In football, I’ve often heard, “Do what we’ve done all year. Stay with the plan and those who got us here.” In baseball, “Don’t change the lineup or take out the pitcher.” When the predictable happens, we often lose. Post-season play requires risks and actions that don’t fit the regular season plan.

Whenever big wins occur, big risks often are the key.

I believe the easiest way to lose in ministry is to quit leading your ministry, rest on your laurels, do what you’ve always done, hope for the best.

For us as pastors and leaders, it’s time to take a risk on a generation who have little game time but are willing and able to be “all in.” This means taking a risk on players whose backgrounds are diverse, whose names you can’t pronounce (Tongue-oh-vie-loa), but players who can get a job done that benefits the team, not just the record book.

As a pastor, I’m certainly not saying this because I’m ready to retire or throw in the towel (though I’m beyond the second half and clearly in the fourth quarter of my game). I’m saying this because I believe the post-Christian era is going to require impact through some talented yet inexperienced game changers who need someone to say, “Take the ball. Go make the play.”

I recently read about a Barna study, “The State of Pastors 2017,” and found myself concerned about the trend of churches toward an aging ministry in an emerging generation. I’m not saying that maturity doesn’t matter. It does. But like Paul and Timothy, the intentionality of engagement and development may be our most strategic path forward in order to see our churches strengthened and increased in numbers daily (Acts 16:5).

On Monday night, the instruction to take-the-ball-and-go-make-the-play was not limited to the Saban playbook, but the Kirby Smart playbook as well.

Jake Fromm, the quarterback for Georgia, is an incredible young athlete with a bright future (just needs his pastor to get behind him! See article in Baptist Press). Fromm, like Tua Tagovailoa, is a Christ-follower, and both of these young men have been willing to stand on the biggest platform of college sports to give glory and honor to the name of Jesus Christ.

In an arena where the name of Christ is disrespected and disregarded (universities, sports franchises, public displays), these men are bold and courageous to declare and affirm their allegiance and service to the name of Jesus. When I witness this, I understand and believe this post-Christian era needs seasoned leaders who are willing to take great risks on an emerging generation.

If you are young and eager, get ready! What happened on Monday night wasn’t a fluke of fate; it was the result of young men’s spiritual and physical preparation for a big game.

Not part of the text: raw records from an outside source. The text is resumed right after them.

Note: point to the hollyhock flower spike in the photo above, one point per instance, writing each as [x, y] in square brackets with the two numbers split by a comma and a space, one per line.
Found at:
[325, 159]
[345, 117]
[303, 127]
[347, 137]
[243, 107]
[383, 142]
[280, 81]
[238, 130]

Tua — not knowing he would take a snap, experience a sack or save the game — was reliable, responsible and ready. Like young Timothy, he let no one “despise [his] youth, but set the believers an example in speech, in conduct, in love, in faith, in purity” (1 Timothy 4:12).

In the end, the aim of our effort is that the name of Jesus be glorified, His kingdom be extended and His will be accomplished on earth as it is in heaven. For me, it is not about records; it is about wins for the Kingdom. I want to keep leading, risking and winning until the clock runs out.